The International Criminal Tribunal for the Former Yugoslavia was set up in 1993. This was two years before Srebrenica, where more than 8,000 Bosnian men and boys were massacred. It was also six years before the end of the Balkan wars, two and a half years before the signing of the Dayton agreement, which ended the war in Bosnia and Herzegovina and, by legitimising the Republika Srpska, also helped legitimise much of the ethnic cleansing.

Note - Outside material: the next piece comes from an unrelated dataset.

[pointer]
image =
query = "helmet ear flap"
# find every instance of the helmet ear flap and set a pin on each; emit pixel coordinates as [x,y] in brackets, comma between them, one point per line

Time went on. The historical record was slowly eroded, and the Balkan conflicts were soon forgotten. With the exception of Readovan Karadžić, the ICTY failed to pass sentence on any of the major culprits behind the wars. Hartmann has repeatedly pointed out that even the case against Slobodan Milošević, who died in detention, was built on very shaky ground, mostly due to political machinations and outside interests. The acquittal of the Chetnik duke Šešešlj is thus set to put the final nail in the coffin of the catharsis of the Serbian society. The Serbs had certainly failed in their attempts to complete the process of de-nazification, and the ICTY's sluggishness and incompetence were a major contributing factor.
Slobodan Milošević wasn't toppled for having started wars. He was toppled for having lost them. All of them.
Today, Hartmann can barely control her outrage. “At the end of the 20th century, we set up a system designed to bring punishment on those responsible for the genocide. But a few judges sabotaged the project. As far as the ICTY was concerned, Vojislav Šešelj was free to bay for war and remain unpunished,” she laments.
Hartmann's arrest brought on a fierce response from European intellectuals, many of whom signed the petition for her release. According to the French journalist, the impunity bestowed on many of the key figures in the Balkan conflicts is utterly unacceptable. A system of swift supervision should be put in effect, she says, yet she is also afraid that by now this is no longer possible.
“We are living in a time and place undergoing a crescendo of barbarism. And the only response to barbarism we've managed to come up with is more barbarism,” Hartmann observes. “National and the international law should be synchronised to prevent future conflicts. To get justice, I intend to use every legal resource at my disposal. I'm proud to say I never faltered when they told me to stop and keep my mouth shut about their illegitimate secrets.”